Music can be beneficial whether the delivery is natural, with anesthesia, or C-Section.
You may select your own music to use during the birthing process. If you do this, I recommend selecting music that helps you to relax and slows your thoughts and your breathing. I also recommend listening to this music and relaxing to it regularly throughout your pregnancy, so that you will be more likely to have a “relaxation response” when you listen to it during labor and delivery. Select a time each day to listen to your selected playlist while sitting or lying down and clear your mind. Focus on your breath as you inhale and exhale. When your mind wanders, just notice that you had a thought and gently bring your attention back to your breath.

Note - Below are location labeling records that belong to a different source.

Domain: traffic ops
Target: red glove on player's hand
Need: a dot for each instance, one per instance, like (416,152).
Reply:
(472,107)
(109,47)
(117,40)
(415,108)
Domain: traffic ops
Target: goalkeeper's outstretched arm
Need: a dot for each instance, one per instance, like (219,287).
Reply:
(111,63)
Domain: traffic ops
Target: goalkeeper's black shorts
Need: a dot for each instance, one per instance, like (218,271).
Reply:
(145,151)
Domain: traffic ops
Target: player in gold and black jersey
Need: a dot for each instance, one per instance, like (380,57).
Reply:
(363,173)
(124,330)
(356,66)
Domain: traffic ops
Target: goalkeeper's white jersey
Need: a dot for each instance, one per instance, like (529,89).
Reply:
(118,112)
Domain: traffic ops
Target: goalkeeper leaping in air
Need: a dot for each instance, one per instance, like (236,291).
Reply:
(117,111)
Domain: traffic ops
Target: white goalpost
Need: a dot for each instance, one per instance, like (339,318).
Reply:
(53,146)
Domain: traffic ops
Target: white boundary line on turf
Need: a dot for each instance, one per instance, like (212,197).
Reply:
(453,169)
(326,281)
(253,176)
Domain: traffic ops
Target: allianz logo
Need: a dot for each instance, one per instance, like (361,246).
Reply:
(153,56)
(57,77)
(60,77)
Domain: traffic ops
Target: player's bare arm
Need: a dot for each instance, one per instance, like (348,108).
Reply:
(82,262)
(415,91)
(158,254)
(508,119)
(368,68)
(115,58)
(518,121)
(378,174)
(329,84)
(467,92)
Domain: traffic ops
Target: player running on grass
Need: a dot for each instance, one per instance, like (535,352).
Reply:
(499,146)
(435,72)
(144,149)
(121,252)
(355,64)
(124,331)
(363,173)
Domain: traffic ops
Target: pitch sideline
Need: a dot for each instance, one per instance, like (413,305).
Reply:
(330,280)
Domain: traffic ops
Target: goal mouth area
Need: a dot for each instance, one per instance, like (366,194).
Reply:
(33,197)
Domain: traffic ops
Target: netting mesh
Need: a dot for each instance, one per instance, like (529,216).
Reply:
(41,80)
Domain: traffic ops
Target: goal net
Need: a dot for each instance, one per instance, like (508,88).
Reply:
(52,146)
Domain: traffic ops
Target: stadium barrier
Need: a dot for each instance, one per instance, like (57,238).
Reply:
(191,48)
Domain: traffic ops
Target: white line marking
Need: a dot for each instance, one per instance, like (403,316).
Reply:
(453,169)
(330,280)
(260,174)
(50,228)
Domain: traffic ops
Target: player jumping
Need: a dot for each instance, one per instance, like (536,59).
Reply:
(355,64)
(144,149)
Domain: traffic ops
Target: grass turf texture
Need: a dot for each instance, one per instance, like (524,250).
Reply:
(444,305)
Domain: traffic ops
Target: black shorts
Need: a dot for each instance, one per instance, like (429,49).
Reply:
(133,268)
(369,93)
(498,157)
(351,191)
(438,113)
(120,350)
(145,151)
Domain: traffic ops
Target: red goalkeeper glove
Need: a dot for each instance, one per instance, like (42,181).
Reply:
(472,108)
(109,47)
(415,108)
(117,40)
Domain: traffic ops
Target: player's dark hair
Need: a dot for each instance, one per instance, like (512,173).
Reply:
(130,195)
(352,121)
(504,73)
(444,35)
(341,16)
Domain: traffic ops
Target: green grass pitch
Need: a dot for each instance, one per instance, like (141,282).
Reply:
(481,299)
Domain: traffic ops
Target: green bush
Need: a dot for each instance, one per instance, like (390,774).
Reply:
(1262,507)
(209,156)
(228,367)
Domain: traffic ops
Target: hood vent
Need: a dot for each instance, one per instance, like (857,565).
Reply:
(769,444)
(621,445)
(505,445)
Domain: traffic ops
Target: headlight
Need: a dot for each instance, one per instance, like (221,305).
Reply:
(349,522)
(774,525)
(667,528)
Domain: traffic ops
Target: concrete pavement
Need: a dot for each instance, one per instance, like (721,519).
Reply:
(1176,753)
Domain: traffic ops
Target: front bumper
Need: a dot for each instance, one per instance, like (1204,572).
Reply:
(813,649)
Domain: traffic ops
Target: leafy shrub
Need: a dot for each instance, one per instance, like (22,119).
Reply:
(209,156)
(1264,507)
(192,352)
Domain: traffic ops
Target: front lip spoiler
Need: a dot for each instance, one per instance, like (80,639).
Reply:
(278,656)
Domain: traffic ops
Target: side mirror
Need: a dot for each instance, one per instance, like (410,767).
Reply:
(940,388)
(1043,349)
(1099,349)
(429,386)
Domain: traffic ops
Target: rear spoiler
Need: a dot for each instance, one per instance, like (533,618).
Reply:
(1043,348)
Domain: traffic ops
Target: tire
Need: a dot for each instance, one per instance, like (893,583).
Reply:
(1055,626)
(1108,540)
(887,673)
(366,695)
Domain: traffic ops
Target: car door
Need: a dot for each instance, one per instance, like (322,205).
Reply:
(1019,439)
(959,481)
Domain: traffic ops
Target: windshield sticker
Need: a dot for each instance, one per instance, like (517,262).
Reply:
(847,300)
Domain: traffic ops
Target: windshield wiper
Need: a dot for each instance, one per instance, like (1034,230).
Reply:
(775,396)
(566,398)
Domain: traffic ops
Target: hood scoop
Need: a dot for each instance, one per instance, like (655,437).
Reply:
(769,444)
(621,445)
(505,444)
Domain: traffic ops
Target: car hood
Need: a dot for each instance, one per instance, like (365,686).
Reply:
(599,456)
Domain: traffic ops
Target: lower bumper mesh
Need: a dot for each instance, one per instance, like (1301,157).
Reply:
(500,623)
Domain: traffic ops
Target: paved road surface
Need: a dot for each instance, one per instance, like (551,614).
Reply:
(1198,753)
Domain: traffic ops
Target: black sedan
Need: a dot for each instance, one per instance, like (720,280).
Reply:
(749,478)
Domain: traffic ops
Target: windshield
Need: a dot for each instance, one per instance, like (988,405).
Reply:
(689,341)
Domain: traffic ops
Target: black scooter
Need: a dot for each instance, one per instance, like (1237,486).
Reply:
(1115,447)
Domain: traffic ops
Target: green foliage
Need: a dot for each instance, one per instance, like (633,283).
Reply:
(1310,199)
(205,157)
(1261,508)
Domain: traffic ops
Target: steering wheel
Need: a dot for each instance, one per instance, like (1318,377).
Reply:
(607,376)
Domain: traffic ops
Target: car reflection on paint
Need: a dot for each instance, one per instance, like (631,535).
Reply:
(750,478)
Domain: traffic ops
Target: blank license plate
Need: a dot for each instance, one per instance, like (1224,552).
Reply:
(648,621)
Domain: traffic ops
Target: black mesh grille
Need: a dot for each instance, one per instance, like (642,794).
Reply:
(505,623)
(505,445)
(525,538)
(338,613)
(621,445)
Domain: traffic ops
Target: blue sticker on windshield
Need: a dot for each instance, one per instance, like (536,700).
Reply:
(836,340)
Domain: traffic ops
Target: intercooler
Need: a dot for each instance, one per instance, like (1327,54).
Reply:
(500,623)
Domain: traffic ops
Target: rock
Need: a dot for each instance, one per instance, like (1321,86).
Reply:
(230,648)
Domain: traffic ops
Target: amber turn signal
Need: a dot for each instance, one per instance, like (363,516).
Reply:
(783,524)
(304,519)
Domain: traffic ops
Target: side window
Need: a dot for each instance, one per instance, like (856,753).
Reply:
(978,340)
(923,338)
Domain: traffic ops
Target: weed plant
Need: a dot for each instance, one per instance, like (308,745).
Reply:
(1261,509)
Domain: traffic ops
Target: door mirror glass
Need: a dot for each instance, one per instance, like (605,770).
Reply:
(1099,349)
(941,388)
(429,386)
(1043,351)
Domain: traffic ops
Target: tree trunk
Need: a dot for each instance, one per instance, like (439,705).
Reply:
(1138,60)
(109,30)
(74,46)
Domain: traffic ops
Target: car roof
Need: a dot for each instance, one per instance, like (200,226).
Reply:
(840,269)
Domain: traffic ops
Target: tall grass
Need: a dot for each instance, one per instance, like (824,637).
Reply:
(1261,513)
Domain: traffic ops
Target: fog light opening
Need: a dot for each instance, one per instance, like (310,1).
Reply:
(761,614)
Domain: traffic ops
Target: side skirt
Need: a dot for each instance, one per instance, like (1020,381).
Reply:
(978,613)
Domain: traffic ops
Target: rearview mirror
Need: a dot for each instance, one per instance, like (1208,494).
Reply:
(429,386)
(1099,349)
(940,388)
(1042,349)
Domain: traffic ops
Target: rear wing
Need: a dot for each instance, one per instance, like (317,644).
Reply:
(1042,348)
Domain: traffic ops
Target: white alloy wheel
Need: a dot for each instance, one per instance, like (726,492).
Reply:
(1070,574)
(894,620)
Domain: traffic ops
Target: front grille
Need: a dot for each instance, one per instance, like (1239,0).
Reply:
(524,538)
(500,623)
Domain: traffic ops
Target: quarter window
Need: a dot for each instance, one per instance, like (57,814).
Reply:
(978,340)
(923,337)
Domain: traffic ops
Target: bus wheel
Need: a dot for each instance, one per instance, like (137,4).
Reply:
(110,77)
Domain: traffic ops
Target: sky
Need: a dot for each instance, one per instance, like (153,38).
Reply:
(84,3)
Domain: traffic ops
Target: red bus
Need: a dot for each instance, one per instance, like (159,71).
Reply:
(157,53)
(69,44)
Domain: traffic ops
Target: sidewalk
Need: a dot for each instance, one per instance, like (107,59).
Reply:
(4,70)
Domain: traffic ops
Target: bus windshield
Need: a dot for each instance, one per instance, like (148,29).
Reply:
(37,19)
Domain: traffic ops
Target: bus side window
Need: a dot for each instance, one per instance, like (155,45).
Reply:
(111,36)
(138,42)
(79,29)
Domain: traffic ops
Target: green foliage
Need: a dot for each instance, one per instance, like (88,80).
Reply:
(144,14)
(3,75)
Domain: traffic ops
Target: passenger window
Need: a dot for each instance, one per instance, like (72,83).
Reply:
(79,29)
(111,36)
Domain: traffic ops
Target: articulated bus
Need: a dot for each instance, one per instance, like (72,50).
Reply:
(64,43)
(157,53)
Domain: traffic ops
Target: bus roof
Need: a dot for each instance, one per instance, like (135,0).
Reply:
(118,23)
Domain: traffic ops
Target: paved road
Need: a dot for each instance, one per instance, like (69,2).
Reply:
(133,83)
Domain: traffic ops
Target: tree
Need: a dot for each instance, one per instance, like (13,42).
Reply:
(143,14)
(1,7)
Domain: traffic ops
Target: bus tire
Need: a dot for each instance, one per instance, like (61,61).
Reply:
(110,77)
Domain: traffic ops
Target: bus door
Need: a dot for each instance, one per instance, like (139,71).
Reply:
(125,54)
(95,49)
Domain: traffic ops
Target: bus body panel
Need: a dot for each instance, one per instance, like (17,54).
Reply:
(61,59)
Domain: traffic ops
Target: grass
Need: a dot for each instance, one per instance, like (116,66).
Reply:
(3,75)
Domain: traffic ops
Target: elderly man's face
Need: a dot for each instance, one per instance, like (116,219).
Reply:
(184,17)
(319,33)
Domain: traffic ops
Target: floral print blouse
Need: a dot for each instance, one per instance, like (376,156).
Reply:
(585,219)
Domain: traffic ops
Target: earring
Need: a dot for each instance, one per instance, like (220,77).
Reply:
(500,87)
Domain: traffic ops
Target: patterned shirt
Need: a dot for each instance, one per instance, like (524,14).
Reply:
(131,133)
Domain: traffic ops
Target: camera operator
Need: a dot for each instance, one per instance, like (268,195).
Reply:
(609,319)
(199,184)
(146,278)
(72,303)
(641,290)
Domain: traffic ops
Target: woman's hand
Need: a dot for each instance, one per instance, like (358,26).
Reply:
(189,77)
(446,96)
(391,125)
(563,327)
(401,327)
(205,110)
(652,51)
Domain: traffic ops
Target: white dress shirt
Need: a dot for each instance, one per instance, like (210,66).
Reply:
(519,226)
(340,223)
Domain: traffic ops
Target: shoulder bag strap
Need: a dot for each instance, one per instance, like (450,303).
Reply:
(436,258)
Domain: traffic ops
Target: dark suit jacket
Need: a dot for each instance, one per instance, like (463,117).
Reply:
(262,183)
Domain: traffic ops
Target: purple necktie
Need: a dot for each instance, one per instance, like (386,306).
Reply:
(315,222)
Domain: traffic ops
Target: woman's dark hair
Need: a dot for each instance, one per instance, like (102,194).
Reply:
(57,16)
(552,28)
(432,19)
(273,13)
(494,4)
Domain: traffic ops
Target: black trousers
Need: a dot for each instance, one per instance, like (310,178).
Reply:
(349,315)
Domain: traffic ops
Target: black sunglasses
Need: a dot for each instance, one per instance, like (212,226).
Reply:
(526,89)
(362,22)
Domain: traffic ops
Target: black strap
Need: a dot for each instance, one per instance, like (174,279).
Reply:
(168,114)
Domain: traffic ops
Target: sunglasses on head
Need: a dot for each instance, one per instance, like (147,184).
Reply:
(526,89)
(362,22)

If you would like more support and guidance, choose a music therapist and birth doula. My sister used one for her first pregnancy and it was an amazing experience to witness. As the aunt-to-be, I felt better from the waiting room knowing that my sister had this support. I imagine my sister felt even better than I did having that support! To find out more about music therapy and birth doulas, check out Giselle Whitewell’s Center for Prenatal and Perinatal Music.
I do not recommend putting headphones on your belly when pregnant, however. Babies can hear sounds and music without the speakers being placed directly on the mother’s tummy, so these headphones are unnecessary and may overstimulate your baby.